I’m gonna be upset when HBO starts killing off Sesame Street characters one by one Game Of Thrones style.
Nice flex Egyptians, pyramids AND bedsheets.
My nearest bus stop is near a local dealers house. I’ll stare at whoever is at the door until they look in my direction and I’ll quickly look away and touch my ear like I’m an undercover cop on a stake out. In the 2 years I’ve been doing this I’ve made 3 people walk away quickly
[nervously speeding up as I drive my date past a Taco Bell]
SIRI: At frequent destination. Set this address as ‘Home’ address?
Me: Alright girls today we are going to watch a little video about bullying and self defense.

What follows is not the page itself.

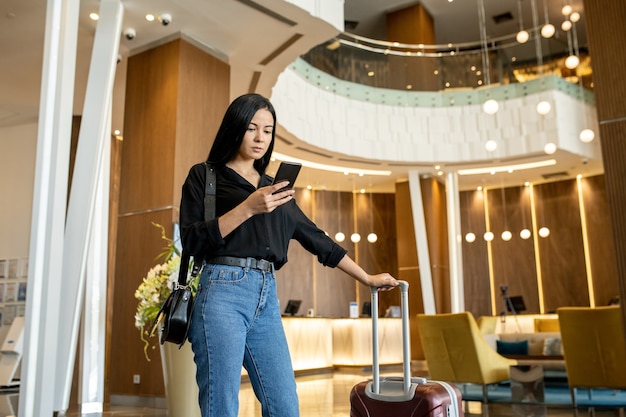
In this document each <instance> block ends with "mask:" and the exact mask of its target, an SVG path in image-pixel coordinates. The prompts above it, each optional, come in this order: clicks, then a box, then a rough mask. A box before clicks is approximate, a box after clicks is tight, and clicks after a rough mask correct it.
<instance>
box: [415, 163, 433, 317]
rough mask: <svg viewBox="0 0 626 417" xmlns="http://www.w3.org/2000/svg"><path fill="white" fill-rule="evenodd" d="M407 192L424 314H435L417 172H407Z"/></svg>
mask: <svg viewBox="0 0 626 417" xmlns="http://www.w3.org/2000/svg"><path fill="white" fill-rule="evenodd" d="M409 192H410V195H411V212H412V213H413V228H414V231H415V241H416V244H417V259H418V262H419V272H420V282H421V284H422V297H423V302H424V313H426V314H435V313H436V312H437V307H436V305H435V292H434V290H433V275H432V273H431V267H430V252H429V250H428V236H427V235H426V220H425V218H424V202H423V200H422V187H421V185H420V178H419V172H417V171H409Z"/></svg>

8yo daughter: Ugh, are we watching The Karate Kid again!?
Me: Why, yes we are!
Won the “Typo of the Moth Award” AGAIN!
thinking about parking in a garage downtown just to get some validation
I got my husband to watch Game of Thrones with me by telling him “Just wait. There’s a good car chase comin’ up”
Son: daddy what happens to our poopy when we flush it?
Me: our poopy collects in what’s called a septic tank where it forms with all our other poopies to become one giant poopy monster waiting on our command to rise and destroy all our enemies.
Wife: okay no.
Au: gold
Fe: iron
Si: silicon
Ur: my fire
My: one desire
Blv: when i say
I: want it that way
Yellowstone visitor upset bears didn’t show (Would like park service to train them):
I feel attacked.
When a work project succeeds: “This was a group project. We all contributed and worked hard on it, and we all deserve credit. Yay team!”
When a work project fails: “That was Steve’s idea.”
Someone left an honest-to-goodness Yellow Pages phonebook on my front porch today. I immediately notified the Smithsonian. kids, ask your parents what a phonebook is.
Question. How much fire is too much fire for your house to be on.
*Do you wish to send?
*Are you sure?
*For real?
*Have you been drinking?
*Really?
*What time is it?~How my send button should function
When your friends are on their phones, but you ran out of things to check
For Mother’s Day, my sister gave me an “easy to care for” orchid. All it needs to stay alive is a place in my house that maintains an exact temperature of 63 degrees every minute of the day and to be given 5 1/2 drops of water every 789 minutes.
Of course divorce is expensive. The price of freedom has always been high.
Tinder but it matches people that don’t know what they want for dinner with people who will decide what they get for dinner.